Error Budget Calculation
SLO Target: 99.9% availability
Measurement Window: 30 days (43,200 minutes)
Error Budget = (1 - 0.999) × 43,200 = 43.2 minutes
If 20 minutes of downtime occurred this month:
Remaining Budget = 43.2 - 20 = 23.2 minutes
Budget Consumed = 46%
Status: Healthy — deployments can continue normally
If 50 minutes of downtime occurred this month:
Budget Consumed = 116% — SLO BREACHED
Status: Feature freeze until reliability is restoredToil Reduction
Toil is manual, repetitive, operational work that doesn't provide lasting value. Restarting a service manually every Tuesday is toil. Re-creating cloud resources from scratch because there's no IaC is toil.
The SRE principle: if toil consumes more than 50% of an SRE team's time, it must be reduced through automation. Common toil-elimination work:
- Automating repetitive deployment steps with scripts or pipelines.
- Replacing manual server restarts with auto-healing Kubernetes configurations.
- Automating alert response (runbooks as code with PagerDuty or Opsgenie).
- Replacing manual capacity planning with auto-scaling policies.
Incident Management
Incidents happen. SRE defines a structured process to handle them efficiently and learn from them.
Incident Severity Levels
| Severity | Definition | Example |
|---|---|---|
| SEV-1 (Critical) | Complete service outage, major data loss | Production database down |
| SEV-2 (High) | Key feature broken, significant user impact | Payment processing failing |
| SEV-3 (Medium) | Degraded performance, partial impact | Image uploads slow but working |
| SEV-4 (Low) | Minor issue, workaround exists | Non-critical report page is slow |
Incident Response Steps
- Detect: Alert fires (Prometheus/PagerDuty) or user reports an issue.
- Triage: Assess severity. Assign an incident commander.
- Mitigate: Restore service as quickly as possible — rollback, feature flag off, failover.
- Investigate: Find the root cause once the service is restored.
- Communicate: Keep stakeholders updated throughout. Post status page updates.
- Resolve: Confirm full recovery. Close the incident.
- Post-mortem: Write a blameless post-mortem to prevent recurrence.
Blameless Post-Mortems
A post-mortem is a document written after an incident that explains what happened, why it happened, and what will change to prevent it from happening again.
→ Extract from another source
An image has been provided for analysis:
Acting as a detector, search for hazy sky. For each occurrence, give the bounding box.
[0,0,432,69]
The critical word is blameless — people must feel safe to report mistakes honestly without fear of punishment.
Post-Mortem Structure
- Incident Summary: What happened, when, and for how long.
- Timeline: Sequence of events from detection to resolution.
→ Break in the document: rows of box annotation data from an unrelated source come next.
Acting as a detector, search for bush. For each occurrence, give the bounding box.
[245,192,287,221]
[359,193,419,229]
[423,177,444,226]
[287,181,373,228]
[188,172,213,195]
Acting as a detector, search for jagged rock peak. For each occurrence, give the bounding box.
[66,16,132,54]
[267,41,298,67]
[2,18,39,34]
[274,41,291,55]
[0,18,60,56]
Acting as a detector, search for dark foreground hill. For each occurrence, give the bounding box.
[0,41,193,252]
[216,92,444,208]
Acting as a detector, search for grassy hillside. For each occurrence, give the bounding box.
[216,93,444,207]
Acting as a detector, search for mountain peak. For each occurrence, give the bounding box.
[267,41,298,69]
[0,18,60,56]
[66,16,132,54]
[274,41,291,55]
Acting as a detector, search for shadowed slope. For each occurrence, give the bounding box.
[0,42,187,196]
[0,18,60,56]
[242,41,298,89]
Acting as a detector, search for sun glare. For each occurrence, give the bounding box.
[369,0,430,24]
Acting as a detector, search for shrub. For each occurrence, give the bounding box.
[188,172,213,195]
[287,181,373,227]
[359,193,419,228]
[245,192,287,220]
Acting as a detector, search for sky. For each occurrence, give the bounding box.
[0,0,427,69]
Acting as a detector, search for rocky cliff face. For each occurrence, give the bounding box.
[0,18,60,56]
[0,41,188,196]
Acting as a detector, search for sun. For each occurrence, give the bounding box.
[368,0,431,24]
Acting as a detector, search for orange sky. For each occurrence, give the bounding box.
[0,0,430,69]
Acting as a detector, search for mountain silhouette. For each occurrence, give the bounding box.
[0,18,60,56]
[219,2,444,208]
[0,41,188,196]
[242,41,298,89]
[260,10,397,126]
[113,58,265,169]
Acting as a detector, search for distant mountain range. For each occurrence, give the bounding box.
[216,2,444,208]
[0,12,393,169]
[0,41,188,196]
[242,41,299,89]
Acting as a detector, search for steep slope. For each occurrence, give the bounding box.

- Root Cause Analysis: The underlying reason, not just the surface symptom.
- Impact: How many users affected, business impact, SLO status.
- Action Items: Specific tasks to prevent recurrence, with owners and due dates.
- Lessons Learned: What the team learned about the system and the process.
On-Call Best Practices
- Every alert must be actionable — non-actionable alerts cause alert fatigue and get ignored.
- On-call schedules must be fair and sustainable — no one person is always on call.
- Runbooks (step-by-step response guides) must exist for every recurring alert type.
- On-call engineers track toil — recurring manual work gets a ticket to be automated.
- Reduce alert noise relentlessly — if an alert fires constantly without action, fix the root cause or remove the alert.
Capacity Planning and Performance Engineering
SREs plan for growth ahead of time. Capacity planning involves:
- Measuring current resource utilization trends.
- Projecting future demand based on business forecasts.
- Load testing systems to find breaking points before users do.
- Defining auto-scaling policies so systems grow automatically with demand.
Summary
- SRE applies software engineering to operations — automation, measurement, and scalable processes.
- SLIs measure what matters. SLOs define targets. SLAs are customer-facing contracts.
- Error budgets balance the speed of feature delivery with the need for reliability.
- Toil is manual work that must be reduced through automation — not accepted as normal.
- Blameless post-mortems turn incidents into learning opportunities without blame.
- On-call practices must be sustainable, actionable, and constantly improved.